Kemudian, lepas dari SPBU itu, melajulah kami dalam selimut gelap dan dingin udara Gn. Halimun. Syukurlah malam itu cukup cerah, dengan purnama menyinari kelam hutan. Jendela-jendela kami buka, dan mulailah kami bercerita....... SERAM! Hehehehehe... Memang paling seru kalau suasana seperti itu bercerita seram tentang berbagai hal.

Sekitar setengah jam jalan yang mendaki, sampai kami ke kantor pengelola (?) TNGHS di Kabandungan. Di sana, Mas Ii' turun dan mencatatkan diri ke kantor, untuk kemudian kami meneruskan perjalanan naik yang sepertinya tiada akhir.

Jalan mendaki hanya satu jalur sampai suatu ketika, sekitar 15 menit dari Kabandungan itu ada jalan bercabang.
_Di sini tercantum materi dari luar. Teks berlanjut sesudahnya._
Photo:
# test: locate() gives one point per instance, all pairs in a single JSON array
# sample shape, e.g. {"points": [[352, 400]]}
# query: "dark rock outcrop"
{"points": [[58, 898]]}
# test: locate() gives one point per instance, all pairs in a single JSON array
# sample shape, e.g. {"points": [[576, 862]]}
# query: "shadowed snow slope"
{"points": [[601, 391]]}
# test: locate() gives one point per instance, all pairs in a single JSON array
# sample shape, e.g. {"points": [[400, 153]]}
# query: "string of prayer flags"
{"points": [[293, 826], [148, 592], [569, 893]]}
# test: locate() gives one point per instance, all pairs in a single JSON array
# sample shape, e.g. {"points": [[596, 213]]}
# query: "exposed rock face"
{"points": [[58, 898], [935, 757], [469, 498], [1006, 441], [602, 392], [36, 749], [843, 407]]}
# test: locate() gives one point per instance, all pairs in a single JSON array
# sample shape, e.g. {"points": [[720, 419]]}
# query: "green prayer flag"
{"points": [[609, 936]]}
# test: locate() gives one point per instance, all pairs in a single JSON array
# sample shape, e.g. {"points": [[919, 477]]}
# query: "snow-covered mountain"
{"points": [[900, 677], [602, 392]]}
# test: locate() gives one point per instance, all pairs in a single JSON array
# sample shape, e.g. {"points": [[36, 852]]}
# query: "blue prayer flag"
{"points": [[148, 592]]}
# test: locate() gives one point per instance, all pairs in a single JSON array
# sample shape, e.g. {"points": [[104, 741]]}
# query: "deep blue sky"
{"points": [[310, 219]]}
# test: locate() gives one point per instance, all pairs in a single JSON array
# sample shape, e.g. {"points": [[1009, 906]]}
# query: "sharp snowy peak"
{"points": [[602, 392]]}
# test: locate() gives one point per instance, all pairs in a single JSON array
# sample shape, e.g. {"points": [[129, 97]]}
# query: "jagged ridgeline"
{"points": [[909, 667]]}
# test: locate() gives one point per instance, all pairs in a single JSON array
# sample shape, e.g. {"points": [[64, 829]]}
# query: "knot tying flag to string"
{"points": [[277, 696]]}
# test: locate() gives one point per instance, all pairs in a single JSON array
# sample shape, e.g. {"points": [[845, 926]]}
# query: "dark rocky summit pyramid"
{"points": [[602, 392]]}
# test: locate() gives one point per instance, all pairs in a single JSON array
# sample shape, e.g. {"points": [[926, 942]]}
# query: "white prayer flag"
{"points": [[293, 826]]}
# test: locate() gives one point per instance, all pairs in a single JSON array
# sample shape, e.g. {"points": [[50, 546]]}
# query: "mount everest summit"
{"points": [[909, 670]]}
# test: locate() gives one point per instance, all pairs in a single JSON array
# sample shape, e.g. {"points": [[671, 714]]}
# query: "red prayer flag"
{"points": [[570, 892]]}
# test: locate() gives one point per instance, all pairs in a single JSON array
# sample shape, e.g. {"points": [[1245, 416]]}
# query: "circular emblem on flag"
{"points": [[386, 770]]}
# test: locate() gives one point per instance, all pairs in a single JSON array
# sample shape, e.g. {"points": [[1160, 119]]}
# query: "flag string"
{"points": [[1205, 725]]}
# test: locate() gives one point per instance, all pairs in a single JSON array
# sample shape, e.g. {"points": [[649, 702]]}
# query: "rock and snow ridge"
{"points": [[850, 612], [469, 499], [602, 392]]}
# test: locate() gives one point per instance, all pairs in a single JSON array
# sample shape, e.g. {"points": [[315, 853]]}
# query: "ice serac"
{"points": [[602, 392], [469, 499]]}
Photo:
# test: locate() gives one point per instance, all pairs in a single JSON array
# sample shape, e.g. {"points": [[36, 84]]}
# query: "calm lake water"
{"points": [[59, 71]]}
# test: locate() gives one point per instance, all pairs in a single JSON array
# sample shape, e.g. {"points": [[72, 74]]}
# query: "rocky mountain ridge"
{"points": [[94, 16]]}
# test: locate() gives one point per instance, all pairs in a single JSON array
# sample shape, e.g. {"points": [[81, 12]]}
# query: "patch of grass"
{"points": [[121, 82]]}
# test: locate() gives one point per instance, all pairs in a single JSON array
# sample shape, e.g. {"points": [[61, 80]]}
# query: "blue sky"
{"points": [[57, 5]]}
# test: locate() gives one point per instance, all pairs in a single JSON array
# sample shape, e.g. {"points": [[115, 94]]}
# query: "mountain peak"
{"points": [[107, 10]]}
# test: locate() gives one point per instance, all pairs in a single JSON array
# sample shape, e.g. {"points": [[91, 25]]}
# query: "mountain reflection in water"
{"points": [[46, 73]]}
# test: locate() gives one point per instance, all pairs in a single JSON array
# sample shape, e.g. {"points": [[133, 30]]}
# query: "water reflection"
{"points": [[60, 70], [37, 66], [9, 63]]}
Di situ kami menepi, dan menugaskan SeƱor Hardy untuk bertanya pada sekumpulan pengojek, yang ternyata malah mendekati mobil kami. Menurut mereka, kami telah berada pada jalan yang benar, dan terus saja mengikuti jalan.

Seperti saran mereka, kami melanjutkan perjalanan sampai akhirnya tiba di persimpangan jalan (lagi). Di sana tertulis bahwa jalan lurus menuju ke proyek Pembangkit Listrik Tenaga Panas Bumi (Geotermal) Gn Salak, dan Jalan kiri, hmm.. Jalan ke mana yah? Setelah dipertimbangkan masak-masak (bohong ding...) tak sampai lima detik di persimpangan kami berbelok ke kiri.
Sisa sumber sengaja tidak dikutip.